New research published in the American Journal of Preventive Medicine reveals that a person's risk of developing severe obesity later in life is linked to whether they are obese at age 25.
A team of researchers led by Jennifer Dowd, and associate professor of epidemiology and biostatistics, City University of New York (CUNY) School of Public Health, examined the relationship between BMI at age 25, obesity later in life and biological indicators for health.
Obesity rates have increased in the US over the last several decades, with the latest data from the Centers for Disease Control and Prevention indicating that 35 percent of adults over the age of 20 are obese.
The researchers found that most people who were obese at age 25 were more likely to be severely obese later in life.

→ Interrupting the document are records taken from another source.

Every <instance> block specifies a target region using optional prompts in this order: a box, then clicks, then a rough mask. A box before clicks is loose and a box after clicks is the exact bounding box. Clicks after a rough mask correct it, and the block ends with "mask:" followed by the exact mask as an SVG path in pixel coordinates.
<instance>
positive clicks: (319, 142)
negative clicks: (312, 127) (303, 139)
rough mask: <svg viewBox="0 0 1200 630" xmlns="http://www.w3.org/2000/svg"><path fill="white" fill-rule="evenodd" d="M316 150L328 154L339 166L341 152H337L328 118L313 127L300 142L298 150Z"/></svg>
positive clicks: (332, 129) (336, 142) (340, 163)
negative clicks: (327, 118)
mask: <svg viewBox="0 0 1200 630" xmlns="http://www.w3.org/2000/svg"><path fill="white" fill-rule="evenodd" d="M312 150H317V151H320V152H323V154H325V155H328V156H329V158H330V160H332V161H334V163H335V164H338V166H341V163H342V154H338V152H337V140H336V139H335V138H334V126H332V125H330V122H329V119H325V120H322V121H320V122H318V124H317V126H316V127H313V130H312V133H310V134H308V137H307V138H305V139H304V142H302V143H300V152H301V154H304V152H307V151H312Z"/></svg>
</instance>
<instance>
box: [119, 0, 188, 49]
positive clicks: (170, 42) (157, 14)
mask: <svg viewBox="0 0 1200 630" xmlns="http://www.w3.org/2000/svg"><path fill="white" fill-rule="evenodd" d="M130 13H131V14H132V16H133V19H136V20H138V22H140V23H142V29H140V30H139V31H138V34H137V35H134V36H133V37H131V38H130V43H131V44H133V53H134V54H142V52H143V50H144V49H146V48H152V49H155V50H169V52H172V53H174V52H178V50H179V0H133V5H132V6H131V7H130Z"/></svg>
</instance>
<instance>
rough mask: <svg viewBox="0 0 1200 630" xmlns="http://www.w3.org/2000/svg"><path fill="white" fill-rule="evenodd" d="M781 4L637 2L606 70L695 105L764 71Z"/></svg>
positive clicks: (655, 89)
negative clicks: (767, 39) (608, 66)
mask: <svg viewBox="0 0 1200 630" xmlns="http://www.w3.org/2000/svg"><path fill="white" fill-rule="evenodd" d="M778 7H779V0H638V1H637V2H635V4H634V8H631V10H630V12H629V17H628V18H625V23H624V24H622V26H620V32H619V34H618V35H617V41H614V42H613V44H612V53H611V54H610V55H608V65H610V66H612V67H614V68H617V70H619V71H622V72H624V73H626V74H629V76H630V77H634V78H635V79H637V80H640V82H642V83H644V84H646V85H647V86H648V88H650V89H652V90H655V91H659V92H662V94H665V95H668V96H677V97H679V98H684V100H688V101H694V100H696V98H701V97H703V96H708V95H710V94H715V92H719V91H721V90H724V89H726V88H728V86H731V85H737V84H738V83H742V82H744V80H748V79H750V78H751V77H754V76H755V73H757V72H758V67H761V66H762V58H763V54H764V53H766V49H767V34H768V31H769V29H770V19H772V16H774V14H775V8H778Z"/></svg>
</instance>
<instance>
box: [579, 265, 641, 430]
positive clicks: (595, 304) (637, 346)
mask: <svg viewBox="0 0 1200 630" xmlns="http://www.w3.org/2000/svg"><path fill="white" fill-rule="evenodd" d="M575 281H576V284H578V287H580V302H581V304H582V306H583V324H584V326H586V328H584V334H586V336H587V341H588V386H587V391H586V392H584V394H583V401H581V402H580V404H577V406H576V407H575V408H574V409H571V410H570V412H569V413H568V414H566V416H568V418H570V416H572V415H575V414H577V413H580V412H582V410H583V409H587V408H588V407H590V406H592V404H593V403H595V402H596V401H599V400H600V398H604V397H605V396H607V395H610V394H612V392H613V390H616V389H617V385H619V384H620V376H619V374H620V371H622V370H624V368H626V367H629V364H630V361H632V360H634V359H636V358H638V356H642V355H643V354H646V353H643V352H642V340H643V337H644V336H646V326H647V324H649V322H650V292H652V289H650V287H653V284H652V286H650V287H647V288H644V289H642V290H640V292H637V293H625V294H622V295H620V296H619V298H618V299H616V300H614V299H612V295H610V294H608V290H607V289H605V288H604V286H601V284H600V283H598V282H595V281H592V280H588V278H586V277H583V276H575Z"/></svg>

However, the team found that a person's current weight, rather than the duration of their obesity, is a better indicator of overall cardiovascular health and metabolic risk.
Obese women, it turns out, are more likely than men to become severely obese after age 25. Using data collected from the 1999-2010 US National Health and Nutrition Examination Survey (NHANES), the researchers found that women who were obese at age 25 were 47 percent more likely to reach Class III obesity (defined as BMI greater than 40) later in life, compared to just 5 percent of women who were a normal weight at age 25.
For obese men at age 25 there was a 23 percent chance that they would develop Class III obesity later in life, compared to a 1 percent chance for men of normal weight at age 25.
This news may sound grim for individuals trying to lose weight, the study authors said. But they also learned that a person's current weight is more strongly linked to overall cardiovascular and metabolic health than the duration of obesity, meaning that losing weight at any stage may help reduce heath risks, regardless of how long a person has been overweight.
"The current findings suggest that the biological risks of longer-term obesity are primarily due to the risk of more severe obesity later in life among those obese early in life, rather than the impact of long-term obesity per se," Dowd said in a statement. "This is good news in some respects, as overweight and obese young adults who can prevent additional weight gain can expect their biological risk factors to be no worse than those who reach the same level of BMI later in life."
"This study adds to growing evidence that in terms of traditional cardiovascular, inflammatory, and metabolic risk, obesity duration confers little additional risk beyond the current level of attained weight," Dowd continued. "The bad news, in turn, is that maintaining a stable level of obesity from a young age is not the norm, and being obese at age 25 years places individuals at risk of a much more severe level of obesity later in life compared to those who are normal weight at age 25 years."